Re Too Big To Fail? The News, February 17:
We live in a time when criticism is unfashionable, and those who dare to speak their mind are often scorned. Yet, how much kinder would it have been if the proponents of Great River Journey had been subjected to the critical eye of a commercial banker, rather than relying largely on public and private funding to promote a dream?
When you go to a bank, there are no emotional involvements. It’s all facts. And if the banker tells you “no deal,” perhaps you should listen, and re-evaluate what you’re doing.
There appears to be little regular financing in this venture. There could be a reason for that.
If there’s a villain in this piece, it might be the people in both the federal and territorial government agencies that provided grants and loans for a project that needed critical scrutiny. It’s hard to fault the proponents for trying to fulfill their ambitions, but even there, optimism was, well, unusually optimistic.
I had the opportunity to skim a feasibility study for Great River Journey and my immediate thought was, “I’ll have some of what they’re having!” Assumptions breed conclusions, but not results.

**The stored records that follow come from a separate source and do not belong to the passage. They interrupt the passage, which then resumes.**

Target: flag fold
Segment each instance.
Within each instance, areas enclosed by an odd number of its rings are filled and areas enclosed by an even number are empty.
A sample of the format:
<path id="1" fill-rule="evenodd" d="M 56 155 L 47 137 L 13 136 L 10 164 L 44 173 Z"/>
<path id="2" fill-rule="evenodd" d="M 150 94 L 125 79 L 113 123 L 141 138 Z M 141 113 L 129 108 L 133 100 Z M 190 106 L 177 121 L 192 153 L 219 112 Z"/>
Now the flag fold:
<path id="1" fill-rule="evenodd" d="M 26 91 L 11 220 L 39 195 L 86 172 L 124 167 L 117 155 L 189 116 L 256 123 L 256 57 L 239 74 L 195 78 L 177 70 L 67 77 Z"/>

In the tourism industry, people were privately commenting that they thought Great River Journey was doomed to failure, but hoped that it would succeed. Why? Well, Great River Journey was sucking up so much government support, it was felt that failure would be the death knell of tourism funding for more viable ventures.

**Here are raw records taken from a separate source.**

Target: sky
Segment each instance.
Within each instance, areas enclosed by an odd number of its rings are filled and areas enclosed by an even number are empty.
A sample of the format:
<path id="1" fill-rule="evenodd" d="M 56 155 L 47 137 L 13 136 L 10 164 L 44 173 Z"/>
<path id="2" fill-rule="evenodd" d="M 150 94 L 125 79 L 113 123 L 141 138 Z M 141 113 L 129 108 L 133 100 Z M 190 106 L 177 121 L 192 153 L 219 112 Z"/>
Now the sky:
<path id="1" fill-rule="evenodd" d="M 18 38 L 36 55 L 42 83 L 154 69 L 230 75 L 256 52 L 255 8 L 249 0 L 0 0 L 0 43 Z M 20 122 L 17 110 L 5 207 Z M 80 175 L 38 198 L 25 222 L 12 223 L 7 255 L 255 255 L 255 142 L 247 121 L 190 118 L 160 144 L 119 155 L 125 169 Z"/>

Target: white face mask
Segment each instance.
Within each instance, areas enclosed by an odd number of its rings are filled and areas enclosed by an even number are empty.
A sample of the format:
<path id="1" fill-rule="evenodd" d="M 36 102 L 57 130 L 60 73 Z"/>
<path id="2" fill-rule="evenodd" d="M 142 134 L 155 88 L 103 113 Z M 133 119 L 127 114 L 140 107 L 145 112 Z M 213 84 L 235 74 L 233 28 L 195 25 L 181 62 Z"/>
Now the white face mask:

The merits of this project, and the manner in which it was planned, could be discussed at length. Best to leave that for a post mortem.
The facts are that Great River Journey failed to attract an audience from the start. That start was about three years ago, with introductory test trips at discount rates, so it could be said that the venture was late out of the gate, never a good sign. Advertising this spring is not going to save it.

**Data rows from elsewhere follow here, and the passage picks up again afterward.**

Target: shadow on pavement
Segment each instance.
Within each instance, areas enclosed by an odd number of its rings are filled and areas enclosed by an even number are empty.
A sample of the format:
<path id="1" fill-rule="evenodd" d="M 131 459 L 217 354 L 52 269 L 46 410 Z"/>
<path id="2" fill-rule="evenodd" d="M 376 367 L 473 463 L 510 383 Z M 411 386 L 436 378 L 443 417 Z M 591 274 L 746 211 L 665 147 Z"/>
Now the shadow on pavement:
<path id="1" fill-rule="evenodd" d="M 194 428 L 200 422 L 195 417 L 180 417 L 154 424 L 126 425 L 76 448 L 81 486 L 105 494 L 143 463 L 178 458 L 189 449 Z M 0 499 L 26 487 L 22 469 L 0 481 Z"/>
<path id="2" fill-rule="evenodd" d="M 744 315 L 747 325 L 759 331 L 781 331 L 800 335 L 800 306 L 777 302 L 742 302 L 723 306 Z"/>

The target market should have been less affected by the economic downturn than regular tourists. So much for that excuse. That’s if this project accurately targeted a market, which has proven to be questionable.
As for tragic consequences and the failure to recover investment if the plug is pulled, it’s hard to see what consequences would exist. Great River Journey has never been successful, so no one is depending on it. And with $12 millionspent, it’s hard to understand how there is any hope of payback and profit within a reasonable period.
Even if existing debt was forgiven, a reasonable assumption is that Great River Journey would continue to flounder and accumulate new debt. Who benefits from this?
The suggestion was made that Great River Journey is an “important icon project.” While the principle of attracting a wealthier, soft-adventure clientele is sound, what part of an ersatz wilderness, funhouse lodging, glass-topped boat experience spells iconic Yukon? And should a Yukon icon be a financial loser?
Asquith reportedly stated, “It’s not the time to blink.” Certainly not, and I hope governments don’t. It’s time to let Great River Journey survive on its own, if it can.
Are there lessons to be learned from this? Absolutely. Is there a role for wise government investment? You bet. Will governments learn to differentiate between projects based on merit and not political attractiveness? Doubtful. Will private parties continue to advance individual dreams? Inevitably. Do we have to support them? Not necessarily at public expense, and not without critical review.
Tourism is a big-ticket industry, it’s changing, and the Yukon could be getting more benefit from it. When even a venerable institution like Parks Canada is considering increasing access to truly iconic places, that’s a serious harbinger of change. As with a lot of life, you can ride the change or it can ride you.
Riding the change will take some foresight and innovation that is currently lacking.